Q2: Please summarize your review in 1-2 sentences
The paper provides an excellent contribution to the field of online learning and is more than likely to inspire a stream of future work.
Author Feedback
Author Feedback
Q1:Author rebuttal: Please respond to any concerns raised in the reviews. There are no constraints on how you want to argue your case, except for the fact that your text should be limited to a maximum of 6000 characters. Note however, that reviewers and area chairs are busy and may not read long vague rebuttals. It is in your own interest to be concise and to the point.
We thank the reviewers for their valuable and detailed comments, which will be certainly helpful for revising the paper.

Reviewer_34:
1. We want to emphasize that our paper does provide novel results.
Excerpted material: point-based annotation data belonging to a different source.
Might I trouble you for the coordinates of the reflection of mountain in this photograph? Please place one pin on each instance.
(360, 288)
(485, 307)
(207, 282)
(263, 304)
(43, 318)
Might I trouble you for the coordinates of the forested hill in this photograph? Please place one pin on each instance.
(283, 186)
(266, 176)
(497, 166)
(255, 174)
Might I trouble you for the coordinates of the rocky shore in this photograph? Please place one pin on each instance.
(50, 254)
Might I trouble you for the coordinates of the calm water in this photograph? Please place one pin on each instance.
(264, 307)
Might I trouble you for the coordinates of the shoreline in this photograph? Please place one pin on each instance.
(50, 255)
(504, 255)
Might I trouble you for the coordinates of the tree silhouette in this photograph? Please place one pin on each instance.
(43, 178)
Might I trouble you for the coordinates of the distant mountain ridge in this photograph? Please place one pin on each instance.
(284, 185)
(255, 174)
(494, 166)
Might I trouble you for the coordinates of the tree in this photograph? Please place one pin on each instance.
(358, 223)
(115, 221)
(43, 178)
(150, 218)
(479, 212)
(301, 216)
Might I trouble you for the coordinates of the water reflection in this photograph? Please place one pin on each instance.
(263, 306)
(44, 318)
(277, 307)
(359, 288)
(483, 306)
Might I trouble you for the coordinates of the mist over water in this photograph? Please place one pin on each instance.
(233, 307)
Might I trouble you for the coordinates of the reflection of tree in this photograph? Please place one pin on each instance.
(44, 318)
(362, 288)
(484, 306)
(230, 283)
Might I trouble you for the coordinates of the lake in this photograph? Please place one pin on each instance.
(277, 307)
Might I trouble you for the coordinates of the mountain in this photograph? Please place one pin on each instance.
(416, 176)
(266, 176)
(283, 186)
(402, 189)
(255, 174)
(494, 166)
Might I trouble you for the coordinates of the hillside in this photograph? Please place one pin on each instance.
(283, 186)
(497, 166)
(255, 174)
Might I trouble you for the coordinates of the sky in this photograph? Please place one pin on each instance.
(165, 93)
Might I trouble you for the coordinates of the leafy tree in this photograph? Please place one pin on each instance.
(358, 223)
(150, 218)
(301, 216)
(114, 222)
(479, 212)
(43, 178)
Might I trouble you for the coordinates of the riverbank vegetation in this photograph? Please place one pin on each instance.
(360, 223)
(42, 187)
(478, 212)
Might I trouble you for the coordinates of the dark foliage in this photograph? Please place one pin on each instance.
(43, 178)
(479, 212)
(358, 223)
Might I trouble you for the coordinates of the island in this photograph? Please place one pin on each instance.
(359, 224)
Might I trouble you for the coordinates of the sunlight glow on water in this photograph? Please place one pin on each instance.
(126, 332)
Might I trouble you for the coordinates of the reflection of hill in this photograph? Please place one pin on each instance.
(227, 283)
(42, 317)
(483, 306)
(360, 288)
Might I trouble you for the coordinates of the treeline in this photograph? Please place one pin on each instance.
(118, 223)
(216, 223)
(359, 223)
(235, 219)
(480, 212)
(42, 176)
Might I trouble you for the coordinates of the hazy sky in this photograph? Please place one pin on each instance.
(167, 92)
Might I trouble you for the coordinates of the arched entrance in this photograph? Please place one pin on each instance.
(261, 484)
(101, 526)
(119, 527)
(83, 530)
These include an adaptive and parameter-free algorithm that achieves \epsilon-regret with NO dependence on the number of actions N (and therefore can be applied to the case when N is infinity, i.e. general online convex optimization discussed in Section 4). This is the first such algorithm as far as we know. The closest work is NormalHedge by Chaudhuri, Freund and Hsu, 2009, but their regret has explicit dependence on N (see further comparison in the last paragraph of Section 3.3). We do not think this could be obtained by the usual "potential minimization techniques" that you referred to.

Other new results in this paper include a new boosting algorithm that is computationally faster since it ignores a large number of examples on each round, and at the same time still enjoys strong theoretical guarantees, i.e. exponentially dropping error rate (as AdaBoost) and optimal margin distribution bound (that AdaBoost fails to achieve).

2. "The reduction of..., but it is not really original": As far as we know, our reduction of several online learning problems into drifting games is original and has not been studied before. Potential functions have certainly been well-studied under different contexts, but using the potential of drifting games based on a relaxed minimax analysis to analyze online learning problems is a novel and useful approach, because it leads to results and algorithms that do not seem to be obtainable using the previously mentioned methods, as we already point out in Point 1. Other examples that demonstrate the power of this approach include:

a) A much simpler analysis we have for AbnormalHedge compared to the original complicated proof for NormalHedge.
b) A high probability analysis without resorting to any concentration results (Section 3.4).
c) The first relaxed minimax analysis for the multi-armed bandit problem (Section 4). (Note that the exact minimax analysis for this setting is still an open problem.)